The U.S. Supreme Court determined three threshold measures in Thornburg v. Gingles (1986) to evaluate whether an electoral map violates the rights of minority groups set forth in the Voting Rights Act:

  • A minority group must demonstrate it is large enough and compact enough to constitute a majority in an electoral district.
  • A minority group must demonstrate it is politically united.
  • A minority group must demonstrate the majority group historically votes sufficiently as a group to defeat the minority group's preferred candidate.

The Voting Rights Act is designed to allow for coalitions of Black, Asian, Hispanic, Native American and other minority residents, as well as those who identify with two or more racial groups, to coalesce and elect candidates of their choice. The latest MICRC maps remove that opportunity and will prevent many of Michigan's minority voters from any reasonable chance of electing their preferred candidates.

Former U.S. Supreme Court Justice Brennan said in Gingles, 478 U.S. at 36-37, that there are several additional "objective factors" in determining the "totality of circumstances" surrounding an alleged violation of Section 2 of the Voting Rights Act. Some objective factors include the extent to which the members of the minority group bear the effects of discrimination in areas like education, employment and health, which hinder effective participation.

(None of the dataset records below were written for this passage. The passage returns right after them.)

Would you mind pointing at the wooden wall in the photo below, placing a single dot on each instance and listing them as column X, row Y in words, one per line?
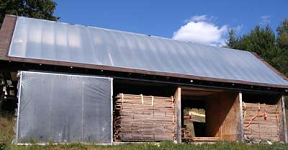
column 223, row 116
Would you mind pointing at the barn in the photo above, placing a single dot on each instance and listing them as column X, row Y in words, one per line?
column 75, row 83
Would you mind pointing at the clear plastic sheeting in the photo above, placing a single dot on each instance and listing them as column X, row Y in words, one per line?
column 64, row 108
column 56, row 41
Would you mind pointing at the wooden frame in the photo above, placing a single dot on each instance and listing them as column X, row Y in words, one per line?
column 178, row 115
column 241, row 138
column 284, row 117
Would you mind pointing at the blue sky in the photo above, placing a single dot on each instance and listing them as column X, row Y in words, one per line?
column 202, row 21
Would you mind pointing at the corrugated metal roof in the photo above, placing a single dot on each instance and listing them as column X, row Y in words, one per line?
column 47, row 40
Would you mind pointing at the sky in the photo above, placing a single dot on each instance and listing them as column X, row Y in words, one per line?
column 200, row 21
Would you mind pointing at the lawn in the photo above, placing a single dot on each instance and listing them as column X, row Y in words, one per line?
column 7, row 134
column 7, row 124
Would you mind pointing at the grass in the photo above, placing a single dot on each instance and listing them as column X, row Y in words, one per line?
column 7, row 124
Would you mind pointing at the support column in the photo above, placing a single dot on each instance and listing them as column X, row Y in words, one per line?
column 284, row 118
column 241, row 117
column 177, row 96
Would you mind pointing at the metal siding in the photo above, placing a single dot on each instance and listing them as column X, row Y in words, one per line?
column 47, row 40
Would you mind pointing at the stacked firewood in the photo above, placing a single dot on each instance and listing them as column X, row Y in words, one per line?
column 144, row 118
column 261, row 122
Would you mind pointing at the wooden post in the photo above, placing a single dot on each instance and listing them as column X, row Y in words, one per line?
column 178, row 114
column 284, row 118
column 241, row 117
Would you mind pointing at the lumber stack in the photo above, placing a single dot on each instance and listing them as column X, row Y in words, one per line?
column 257, row 127
column 144, row 118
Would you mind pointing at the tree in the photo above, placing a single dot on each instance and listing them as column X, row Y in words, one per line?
column 282, row 42
column 42, row 9
column 259, row 40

In Michigan, the effects of discrimination that help demonstrate he "totality of circumstances" that surround the potential violation of the Voting Rights Act in the MICRC's proposed November 5, 2021, maps include:

Until the 1954 election of Charles Diggs in the old 15th Congressional District (13th today) followed by the election of John Conyers 10 years later in 1964 in the old 1st Congressional District (14th today), Detroit's majority-minority community could not elect a Congressional candidate of their choice. The quality of education in Michigan depends greatly on where students live. Residency is dependent on household income, which in turn is dependent on the opportunities provided to families, which is also dependent on parents' own race and background. The continuing crisis in Flint, Michigan related to its public water supply and delivery system includes allegations that the city's residents are the victims of discrimination based on their race, color, national origin, age, and disability. Residents of Black, Hispanic, and Latino ethnicity, non-English speakers and individuals of lower socioeconomic status are more likely to be admitted to the hospital with COVID-19. Four State Senate Districts that are currently majority Black would be eliminated in five of the six MICRC-proposed maps. Commissioner Kellom's map contains three majority Black State Senate districts.

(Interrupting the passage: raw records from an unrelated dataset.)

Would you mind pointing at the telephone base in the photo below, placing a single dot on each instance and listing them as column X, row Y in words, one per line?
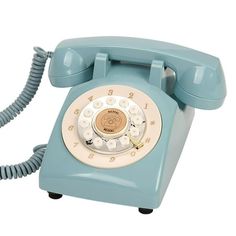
column 145, row 211
column 54, row 195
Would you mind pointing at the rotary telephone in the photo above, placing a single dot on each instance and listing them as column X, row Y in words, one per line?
column 123, row 125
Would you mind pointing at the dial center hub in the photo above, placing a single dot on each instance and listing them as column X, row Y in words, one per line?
column 111, row 122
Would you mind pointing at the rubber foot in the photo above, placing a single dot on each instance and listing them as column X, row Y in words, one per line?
column 54, row 195
column 145, row 211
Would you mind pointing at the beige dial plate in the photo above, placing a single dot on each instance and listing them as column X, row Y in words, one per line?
column 112, row 119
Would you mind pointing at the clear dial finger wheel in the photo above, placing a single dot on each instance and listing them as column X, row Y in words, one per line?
column 111, row 127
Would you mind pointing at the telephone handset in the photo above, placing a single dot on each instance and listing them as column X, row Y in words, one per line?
column 124, row 123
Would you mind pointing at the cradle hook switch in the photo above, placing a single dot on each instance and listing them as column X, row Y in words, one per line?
column 101, row 65
column 157, row 73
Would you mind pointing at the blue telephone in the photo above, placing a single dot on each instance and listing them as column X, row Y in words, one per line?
column 123, row 125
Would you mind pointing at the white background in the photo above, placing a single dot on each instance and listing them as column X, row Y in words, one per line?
column 201, row 198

"The Commission has a profound responsibility to draw electoral boundaries that protect the voting rights of all Michigan voters," said MDCR Executive Director John E. Johnson, Jr. "They must reject these flawed maps and offer options that do not erode the ability of minority voters to elect candidates who both look like them and reflect their policy preferences regarding the needs of their communities."

Find MDCR's memo to the MICRC on the maps in question here.

The Michigan Civil Rights Commission was created by the Michigan Constitution to safeguard constitutional and legal guarantees against discrimination. The Commission is charged with investigating alleged discrimination against any person because of religion, race, color or national origin, genetic information, sex, age, marital status, height, weight, arrest record, and physical and mental disability. The Michigan Department of Civil Rights serves as the operational arm of the Commission.